Wall Street’s benchmark S&P 500 closed the session up 0.6 per cent, its third successive day of gains, while the tech-heavy Nasdaq Composite climbed 0.8 per cent. That came despite a rise in new jobless claims, which increased 23,000 to 885,000 last week, higher than analysts had forecast.
Ian Lyngen, head of US rates strategy at BMO Capital Markets, said investors would look past the disappointing job numbers to “refocus on the prospects for a fresh round of stimulus by year-end and any vaccine revelations of note”.
US congressional leaders are near a deal for economic relief legislation worth about $900bn, which would include a fresh round of direct payments to American households.
Against the broadly bullish sentiment, the US dollar — a currency sought in times of stress — continued to weaken.

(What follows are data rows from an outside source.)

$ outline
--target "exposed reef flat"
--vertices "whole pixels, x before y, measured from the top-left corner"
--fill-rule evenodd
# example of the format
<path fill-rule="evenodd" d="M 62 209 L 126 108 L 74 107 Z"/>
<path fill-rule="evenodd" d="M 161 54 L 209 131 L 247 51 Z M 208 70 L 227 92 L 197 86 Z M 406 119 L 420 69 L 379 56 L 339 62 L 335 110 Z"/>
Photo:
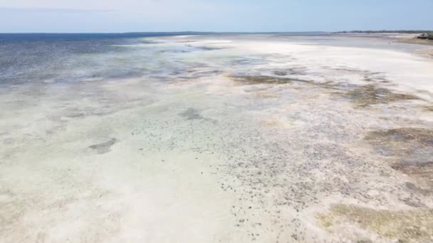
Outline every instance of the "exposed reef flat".
<path fill-rule="evenodd" d="M 0 242 L 430 242 L 433 63 L 360 40 L 1 46 Z"/>

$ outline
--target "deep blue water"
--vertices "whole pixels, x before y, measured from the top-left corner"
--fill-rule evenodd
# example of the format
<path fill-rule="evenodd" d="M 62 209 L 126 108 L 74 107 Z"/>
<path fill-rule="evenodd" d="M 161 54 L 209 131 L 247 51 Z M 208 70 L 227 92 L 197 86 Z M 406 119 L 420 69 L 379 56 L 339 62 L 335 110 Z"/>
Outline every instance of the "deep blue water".
<path fill-rule="evenodd" d="M 152 44 L 144 38 L 198 34 L 251 33 L 0 33 L 0 85 L 73 82 L 94 77 L 163 76 L 170 72 L 177 73 L 182 71 L 184 63 L 171 60 L 170 53 L 206 51 L 206 47 L 164 49 L 155 45 L 149 45 L 148 48 L 128 46 Z M 311 36 L 328 33 L 266 34 Z M 165 55 L 163 60 L 161 53 Z"/>

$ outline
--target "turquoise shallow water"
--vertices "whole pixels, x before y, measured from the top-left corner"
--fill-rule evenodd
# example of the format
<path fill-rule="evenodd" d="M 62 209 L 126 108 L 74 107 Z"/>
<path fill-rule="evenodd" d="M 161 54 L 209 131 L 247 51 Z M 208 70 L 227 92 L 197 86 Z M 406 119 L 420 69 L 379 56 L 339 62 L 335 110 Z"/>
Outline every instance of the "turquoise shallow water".
<path fill-rule="evenodd" d="M 386 41 L 55 35 L 0 48 L 0 242 L 392 242 L 318 215 L 433 207 L 364 139 L 432 127 L 431 60 Z M 397 88 L 426 98 L 384 99 Z M 378 101 L 360 107 L 363 90 Z M 413 148 L 406 162 L 431 158 Z"/>

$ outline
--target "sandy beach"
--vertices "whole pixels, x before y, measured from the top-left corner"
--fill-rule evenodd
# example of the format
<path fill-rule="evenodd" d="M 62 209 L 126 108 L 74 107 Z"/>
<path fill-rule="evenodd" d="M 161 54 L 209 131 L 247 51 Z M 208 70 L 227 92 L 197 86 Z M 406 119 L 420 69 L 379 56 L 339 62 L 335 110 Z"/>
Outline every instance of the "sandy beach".
<path fill-rule="evenodd" d="M 399 41 L 80 42 L 3 71 L 0 242 L 431 242 L 433 59 Z"/>

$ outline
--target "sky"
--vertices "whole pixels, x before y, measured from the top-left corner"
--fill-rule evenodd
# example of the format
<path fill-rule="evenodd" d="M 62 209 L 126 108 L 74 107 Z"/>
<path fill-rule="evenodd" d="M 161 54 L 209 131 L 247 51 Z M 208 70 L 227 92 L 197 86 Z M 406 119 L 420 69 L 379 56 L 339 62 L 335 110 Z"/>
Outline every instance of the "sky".
<path fill-rule="evenodd" d="M 0 33 L 433 30 L 433 0 L 0 0 Z"/>

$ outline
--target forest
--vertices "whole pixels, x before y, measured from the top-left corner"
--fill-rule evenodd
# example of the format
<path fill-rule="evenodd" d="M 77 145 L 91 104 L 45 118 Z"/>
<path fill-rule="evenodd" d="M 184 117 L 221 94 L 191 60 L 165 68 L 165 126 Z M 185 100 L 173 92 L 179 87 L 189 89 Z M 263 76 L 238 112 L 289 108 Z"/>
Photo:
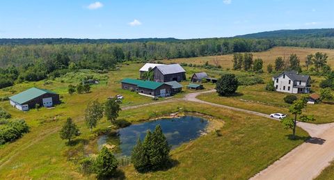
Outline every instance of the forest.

The dollar index, which measures the greenback against six rivals, slipped 0.6 per cent to its lowest level since April 2018.
In Europe, the Stoxx 600 index closed up 0.3 per cent, putting the continent-wide index just 4 per cent below where it started 2020. Germany’s Xetra Dax added 0.8 per cent, but the strong pound weighed on the multinational companies of London’s FTSE 100, which slid 0.3 per cent.
Sterling remained at a two-year high against the dollar, climbing 0.7 per cent to $1.3601 on optimism that the UK would strike a trade agreement with the EU before year-end.
The UK government was reported to be preparing to recall MPs from their Christmas break to approve a deal, while Michel Barnier, the EU’s chief Brexit negotiator, wrote on Twitter on Thursday that the parties had made “good progress”, although “stumbling blocks remain”.
UK equity markets, which are in negative territory for the year, are “one of the places where we could see some strong catch-up going forward, if the uncertainties around the regulatory environment are removed thanks to a [Brexit] deal”, said Sophie Chardon, multi-asset strategist at Lombard Odier.
The Bank of England held interest rates steady at 0.1 per cent and kept the target for its asset purchase programme unchanged, in line with expectations. The announcement left the yields on UK government debt unmoved.
The bank’s committee reiterated it did not intend to tighten monetary policy until there was evidence that “significant progress” was being made in achieving the 2 per cent inflation target.
The BoE message echoed that of the US Federal Reserve, which on Wednesday said it would keep buying at least $120bn of debt every month until “substantial further progress has been made” in the country’s economic recovery.
The Fed’s policy will be “easy for a pretty extended period”, said Ayesha Akbar, a portfolio manager at Fidelity. “It does feel that nothing is really going to change until inflation is at much higher levels.”
In the Asia-Pacific region, stocks moved higher on hopes for a return to normality driven by the rollout of Covid-19 vaccines, with China’s CSI 300 up 1.3 per cent and Hong Kong’s Hang Seng climbing 0.8 per cent.
Oil also rose, with global benchmark Brent crude up 0.9 per cent at $51.55 a barrel, a nine-month high.